The idea is that Ũ should preserve maximal variance (90 − 99%) even for small *n*. Note that there are as many principal components as features *d*, but only *n* are used for projecting data into a lower dimensional space. For example, *d* can be of the order of 10 but *n *= 2. Since eigenvectors in Ũ are already ordered in decreasing variance contribution, it is enough to pick the first *d*. Then in the new coordinate system, the first principal component (first axis) captures the greatest variance, the second axis the second greatest variance, and so on.

## Example and visualization

The following is a visualization of PCA in small number of dimensions to help understand how it works. In this case, the dataset has 2 dimensions (this example is mostly for illustration, typically PCA is applied when the input data has many dimensions).

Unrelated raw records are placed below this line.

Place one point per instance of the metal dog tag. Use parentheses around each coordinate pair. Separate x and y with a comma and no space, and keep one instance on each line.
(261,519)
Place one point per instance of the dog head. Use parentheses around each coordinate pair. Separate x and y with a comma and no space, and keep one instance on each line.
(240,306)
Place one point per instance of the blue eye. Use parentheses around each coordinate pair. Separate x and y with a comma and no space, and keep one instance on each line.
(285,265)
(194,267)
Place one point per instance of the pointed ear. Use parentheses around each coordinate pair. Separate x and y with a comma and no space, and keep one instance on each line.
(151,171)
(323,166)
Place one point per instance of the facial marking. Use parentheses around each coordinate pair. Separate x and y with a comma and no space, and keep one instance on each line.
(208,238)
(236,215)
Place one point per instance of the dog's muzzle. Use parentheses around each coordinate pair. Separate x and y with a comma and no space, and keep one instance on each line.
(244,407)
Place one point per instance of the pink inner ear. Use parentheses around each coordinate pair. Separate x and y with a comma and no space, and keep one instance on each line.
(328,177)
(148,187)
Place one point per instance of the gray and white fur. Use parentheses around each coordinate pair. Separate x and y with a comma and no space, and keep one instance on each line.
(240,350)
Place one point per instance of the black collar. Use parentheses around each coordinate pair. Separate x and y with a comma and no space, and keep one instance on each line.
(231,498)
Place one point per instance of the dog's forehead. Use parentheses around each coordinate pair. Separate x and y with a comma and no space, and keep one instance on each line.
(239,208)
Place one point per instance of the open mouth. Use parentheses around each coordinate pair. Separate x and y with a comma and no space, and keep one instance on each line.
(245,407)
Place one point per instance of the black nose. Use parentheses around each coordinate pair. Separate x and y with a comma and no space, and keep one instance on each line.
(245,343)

The figure below shows how a rotation can transforming the original 2D dataset of __highly correlated__ features to __uncorrelated__ features. This is the geometrical representation of multiplying X by U, i.e. the left graph represents X, and the right graph UX.

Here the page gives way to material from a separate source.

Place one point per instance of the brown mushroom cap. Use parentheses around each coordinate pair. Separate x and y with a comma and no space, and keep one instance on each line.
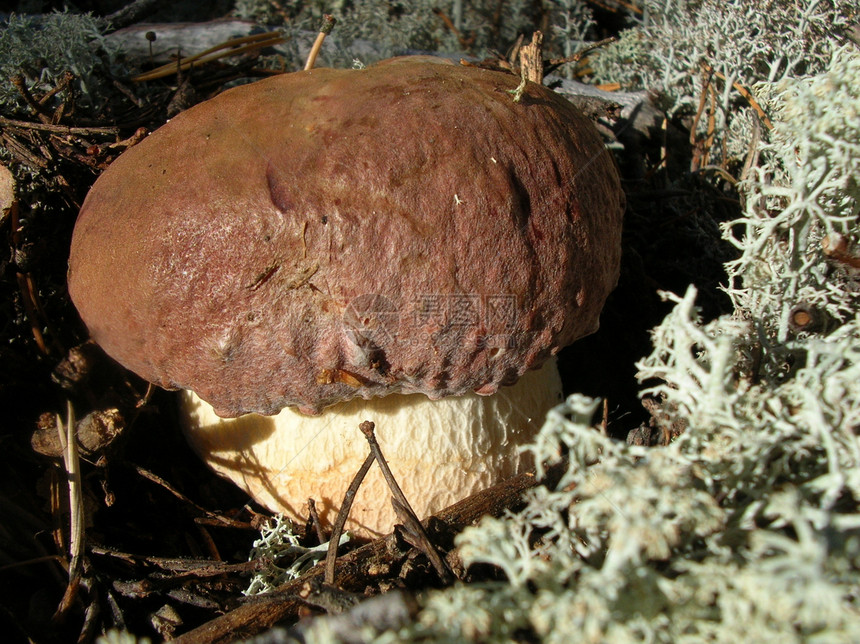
(329,234)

If dimensionality reduction is desired, transformed data can be further projected into 1D along its largest principal component. This is the step of choosing the top *n* (in this case 1) most important dimensions from the *d* (in this case 2) available dimensions. The right graph represents ŨX.

## Extensions of PCA

In some cases the __orthogonality of the principal components__ prevent it from extracting informative features. For these cases **independent component analysis** (ICA) is a better choice. An examples case where ICA works much better than PCA is illustrated below.

Finally, PCA works better on data with linear relationships. For non-linear transformation, Kernel PCA can be applied for better results. This link shows an illustrative example. In general, dimensionality reduction problems are approached by first applying a linear algorithm. Then, when results are not satisfactory, by trying non-linear techniques (autoencoders, etc).

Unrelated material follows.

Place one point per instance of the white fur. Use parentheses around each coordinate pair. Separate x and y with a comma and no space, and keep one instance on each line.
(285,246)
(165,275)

## Real-world example where PCA is successful

PCA has been successfully applied on single-cell RNA sequencing data. The goal of the project was to analyze similar cells based on the genes that were transcribed (the first step towards protein synthesis inside animal and human cells). Although each cell had initially about 10,000 transcribed genes (input space *X*), a compressed transcription profile was obtained by projecting cells vectors into the first few principal components (a 2D target space *X’*). Then a **clustering algorithm **was run; it correctly grouped cells with similar transcription profiles. Furthermore, it can be seen in the figure that each PC is helpful in distinguishing different pairs of clusters. This can be further used for studying which genes are most involved in differentiating between distinct types of cells. For example, by analyzing PC1, genes responsible for the difference between dermal and neural cells could be learned.

For more details on this work, check out the following YouTube video.

## PCA code illustration using scikit learn

from sklearn.decomposition import PCA

import numpy as np

# lets create features

x1 = np.random.normal(size=200)

x2 = np.random.normal(size=200)

x3 = x1 + x2 #not useful since its highly correlated with other features.

X = np.c_[x1,x2,x3]

pca = PCA()

pca.fit(X)

PCA(copy=True, iterated_power='auto', n_components=None, random_state=None, svd_solver='auto', tol=0.0, whiten=False)

pca.explained_variance_ #third feature is clearly useless

array([ 2.961e+00, 1.061e+00, 3.341e-32])

pca.n_components_ #still 3, because we have not specify no of components to keep in PCA() method

3

pca2 = PCA(n_components=2)

pca2.fit(X)

PCA(copy=True, iterated_power='auto', n_components=2, random_state=None, svd_solver='auto', tol=0.0, whiten=False)

pca2.n_components_

2

X_processed = pca2.fit_transform(X)

X.shape

(200, 3)

X_processed.shape

(200, 2)

# Feature selection vs Feature extraction

Note that dimensionality reduction by means of Lasso regularization works by selecting features without modifying them (feature *selection*). In contrast to PCA, which *transforms* those original features into a low-dimensional space (feature *extraction*).